Edward Saulpaugh was a farmer. He may have had other business dealings or perhaps held mortgages for others as his wife’s name appears in legal notices in the newspapers regarding lawsuits after his death. Or perhaps he was uncommonly good at farming and thus was able to afford such a tall, impressive gravemarker. Edward enlisted for two years during the Civil War in June of 1863 and at the time his address was in Madalin (a hamlet of Tivoli). He died of Typhoid fever in 1867 at only 46 years of age.
Edward’s son Eugene Saulpaugh married Eva D. Sagendorf in 1876 and they had three children, Maud Saulpaugh (1878-bef. 1910), Truman Andrew Saulpaugh (1880-1931), and Ralph Eugene Saulpaugh (1883-1937). Some time after Ralph was born, Eugene and Eva separated and she dropped out of available records’ reach after 1913. It would appear Maud died young and Truman and Ralph ended up in Los Angeles where they died in the 1930s. Only Truman had children, two daughters, Olive and Leona. Lorin Sagendorf married Almeda Newberry and they did not have any children together. She survived him by more than two decades and is buried with her brother’s family in Malden, NY.

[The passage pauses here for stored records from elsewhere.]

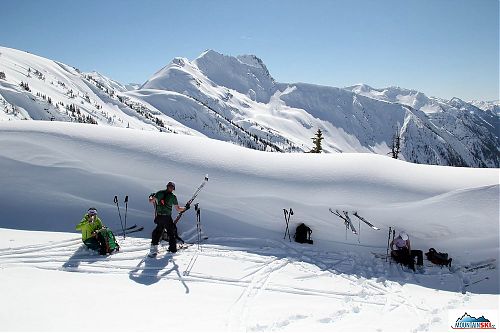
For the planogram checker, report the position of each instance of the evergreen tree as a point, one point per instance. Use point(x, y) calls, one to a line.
point(317, 142)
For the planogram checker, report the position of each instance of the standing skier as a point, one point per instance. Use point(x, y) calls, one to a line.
point(402, 252)
point(163, 201)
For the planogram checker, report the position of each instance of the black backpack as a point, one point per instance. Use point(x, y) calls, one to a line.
point(303, 234)
point(438, 258)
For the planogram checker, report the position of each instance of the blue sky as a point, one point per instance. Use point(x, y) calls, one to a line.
point(445, 48)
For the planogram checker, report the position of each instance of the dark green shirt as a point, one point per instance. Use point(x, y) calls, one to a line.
point(164, 202)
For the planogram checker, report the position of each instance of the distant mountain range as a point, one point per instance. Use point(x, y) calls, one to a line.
point(236, 99)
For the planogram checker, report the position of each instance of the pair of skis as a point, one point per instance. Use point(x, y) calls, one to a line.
point(124, 228)
point(347, 220)
point(192, 198)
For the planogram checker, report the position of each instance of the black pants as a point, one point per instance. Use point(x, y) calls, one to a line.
point(165, 222)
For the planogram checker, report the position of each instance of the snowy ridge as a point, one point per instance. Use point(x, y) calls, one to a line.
point(246, 270)
point(55, 91)
point(235, 99)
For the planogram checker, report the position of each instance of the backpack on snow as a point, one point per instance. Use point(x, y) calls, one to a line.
point(107, 241)
point(438, 258)
point(303, 234)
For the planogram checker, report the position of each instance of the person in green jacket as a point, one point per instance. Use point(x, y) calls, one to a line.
point(91, 226)
point(164, 201)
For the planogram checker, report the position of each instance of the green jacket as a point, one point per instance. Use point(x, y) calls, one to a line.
point(169, 200)
point(88, 227)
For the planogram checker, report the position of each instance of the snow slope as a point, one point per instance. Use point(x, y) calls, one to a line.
point(251, 277)
point(60, 92)
point(235, 99)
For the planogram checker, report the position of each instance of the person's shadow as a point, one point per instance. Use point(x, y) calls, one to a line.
point(147, 271)
point(81, 254)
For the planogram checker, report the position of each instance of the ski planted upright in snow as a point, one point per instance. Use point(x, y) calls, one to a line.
point(365, 221)
point(347, 220)
point(192, 198)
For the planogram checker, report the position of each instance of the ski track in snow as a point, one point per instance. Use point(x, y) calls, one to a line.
point(265, 268)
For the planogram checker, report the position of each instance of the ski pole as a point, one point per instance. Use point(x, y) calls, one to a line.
point(126, 209)
point(120, 215)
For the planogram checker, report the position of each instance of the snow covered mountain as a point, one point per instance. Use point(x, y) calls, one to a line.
point(236, 99)
point(253, 279)
point(32, 87)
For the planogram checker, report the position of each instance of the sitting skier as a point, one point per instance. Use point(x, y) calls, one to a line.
point(402, 253)
point(95, 235)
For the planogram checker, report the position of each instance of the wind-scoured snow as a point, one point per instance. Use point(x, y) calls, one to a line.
point(246, 277)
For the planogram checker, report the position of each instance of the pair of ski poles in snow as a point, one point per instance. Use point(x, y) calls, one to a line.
point(120, 215)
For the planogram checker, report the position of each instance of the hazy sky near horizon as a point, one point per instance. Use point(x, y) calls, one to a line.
point(444, 48)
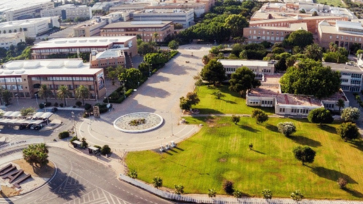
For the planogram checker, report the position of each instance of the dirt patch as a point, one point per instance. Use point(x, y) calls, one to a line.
point(46, 171)
point(8, 192)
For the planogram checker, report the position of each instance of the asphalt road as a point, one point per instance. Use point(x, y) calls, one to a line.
point(81, 180)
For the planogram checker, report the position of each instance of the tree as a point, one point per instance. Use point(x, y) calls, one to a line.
point(174, 45)
point(132, 78)
point(205, 59)
point(320, 115)
point(27, 111)
point(212, 193)
point(342, 182)
point(267, 194)
point(179, 189)
point(310, 77)
point(44, 92)
point(304, 154)
point(235, 119)
point(286, 128)
point(348, 131)
point(300, 38)
point(157, 181)
point(112, 75)
point(63, 93)
point(132, 173)
point(82, 92)
point(237, 194)
point(36, 154)
point(242, 80)
point(350, 114)
point(340, 104)
point(314, 52)
point(228, 187)
point(213, 72)
point(259, 115)
point(297, 195)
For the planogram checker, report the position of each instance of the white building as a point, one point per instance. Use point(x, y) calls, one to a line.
point(30, 27)
point(68, 11)
point(259, 67)
point(181, 16)
point(29, 11)
point(6, 40)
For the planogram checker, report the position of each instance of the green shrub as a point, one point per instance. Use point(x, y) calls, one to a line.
point(105, 150)
point(63, 135)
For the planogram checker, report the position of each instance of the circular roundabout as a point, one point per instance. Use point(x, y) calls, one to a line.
point(138, 122)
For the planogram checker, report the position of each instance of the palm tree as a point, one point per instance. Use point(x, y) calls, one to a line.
point(63, 93)
point(340, 104)
point(112, 75)
point(82, 92)
point(44, 92)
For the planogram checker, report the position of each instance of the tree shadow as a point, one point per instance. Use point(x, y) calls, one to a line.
point(272, 128)
point(328, 128)
point(305, 141)
point(353, 192)
point(248, 128)
point(331, 174)
point(65, 186)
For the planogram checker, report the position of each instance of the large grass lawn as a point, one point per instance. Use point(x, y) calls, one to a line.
point(220, 152)
point(230, 102)
point(331, 2)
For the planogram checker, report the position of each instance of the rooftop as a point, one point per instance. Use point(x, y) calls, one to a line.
point(138, 24)
point(47, 67)
point(24, 22)
point(83, 41)
point(301, 100)
point(246, 63)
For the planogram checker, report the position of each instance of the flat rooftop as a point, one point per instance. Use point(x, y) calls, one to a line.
point(24, 22)
point(344, 67)
point(246, 63)
point(78, 42)
point(301, 100)
point(47, 67)
point(139, 24)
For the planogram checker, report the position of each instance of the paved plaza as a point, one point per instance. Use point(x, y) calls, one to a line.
point(159, 94)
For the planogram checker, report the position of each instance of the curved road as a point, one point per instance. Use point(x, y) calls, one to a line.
point(81, 180)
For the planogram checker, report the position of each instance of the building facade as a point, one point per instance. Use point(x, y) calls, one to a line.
point(181, 16)
point(68, 11)
point(31, 11)
point(145, 29)
point(7, 40)
point(30, 27)
point(23, 78)
point(43, 49)
point(108, 58)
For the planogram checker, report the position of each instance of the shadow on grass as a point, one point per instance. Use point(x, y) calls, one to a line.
point(272, 128)
point(353, 192)
point(305, 141)
point(331, 174)
point(328, 128)
point(248, 128)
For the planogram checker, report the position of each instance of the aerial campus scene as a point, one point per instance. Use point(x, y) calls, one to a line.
point(174, 101)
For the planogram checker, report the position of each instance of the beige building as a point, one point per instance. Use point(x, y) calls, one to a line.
point(344, 34)
point(108, 58)
point(7, 40)
point(26, 12)
point(43, 49)
point(23, 78)
point(89, 28)
point(145, 29)
point(270, 33)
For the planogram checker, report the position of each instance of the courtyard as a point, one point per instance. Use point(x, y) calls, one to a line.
point(220, 152)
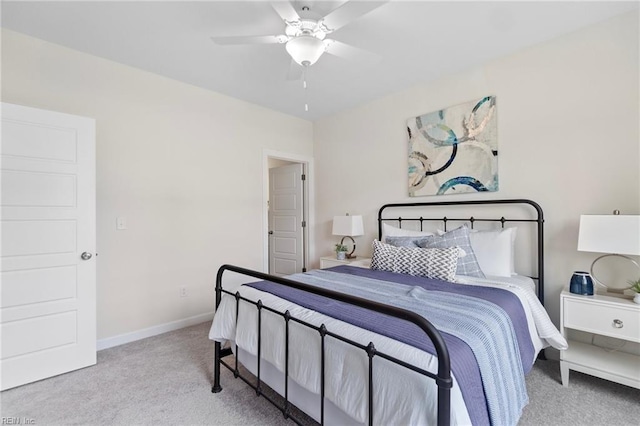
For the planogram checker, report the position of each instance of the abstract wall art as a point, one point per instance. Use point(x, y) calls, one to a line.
point(454, 150)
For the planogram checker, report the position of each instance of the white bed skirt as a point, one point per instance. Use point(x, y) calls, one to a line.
point(303, 399)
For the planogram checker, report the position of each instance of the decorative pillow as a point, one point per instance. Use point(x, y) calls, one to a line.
point(404, 241)
point(392, 231)
point(459, 237)
point(431, 263)
point(495, 251)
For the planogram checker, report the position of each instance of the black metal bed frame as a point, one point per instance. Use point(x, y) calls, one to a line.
point(443, 377)
point(539, 221)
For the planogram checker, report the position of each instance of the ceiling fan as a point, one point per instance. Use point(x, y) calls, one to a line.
point(305, 33)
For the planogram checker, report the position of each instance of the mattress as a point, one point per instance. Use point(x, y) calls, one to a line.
point(401, 396)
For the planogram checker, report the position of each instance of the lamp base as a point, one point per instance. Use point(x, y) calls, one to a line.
point(349, 255)
point(619, 290)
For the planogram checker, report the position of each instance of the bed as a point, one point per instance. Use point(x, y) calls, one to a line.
point(395, 344)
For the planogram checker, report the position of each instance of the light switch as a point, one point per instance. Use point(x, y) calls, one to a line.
point(121, 223)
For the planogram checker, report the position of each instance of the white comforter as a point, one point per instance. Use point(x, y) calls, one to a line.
point(401, 396)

Time marches ever onwards, much like the erosion of Edward Saulpaugh’s marble monument. Though not the only one to suffer in this and every burying ground the world over, its slow destruction is an ironically ugly sort of beauty. Pollutants mixing with water vapor which steadily drench the porous stone with acid rain react with the calcium carbonate base of marble and limestone, converting it to calcium sulfate or calcium nitrate, which is then washed away. On this particular monument, one can see veins of the stone that contain more of this calcium carbonate have eroded faster, leaving the surface rougher in some places than others. Fissures and cracks are developing due to erosion which one day will cause water and ice to fracture the stone, but for now paint a melancholy sort of landscape around the inscriptions. When it was new, the Saulpaugh monument would have been polished and pristine, white and gleaming.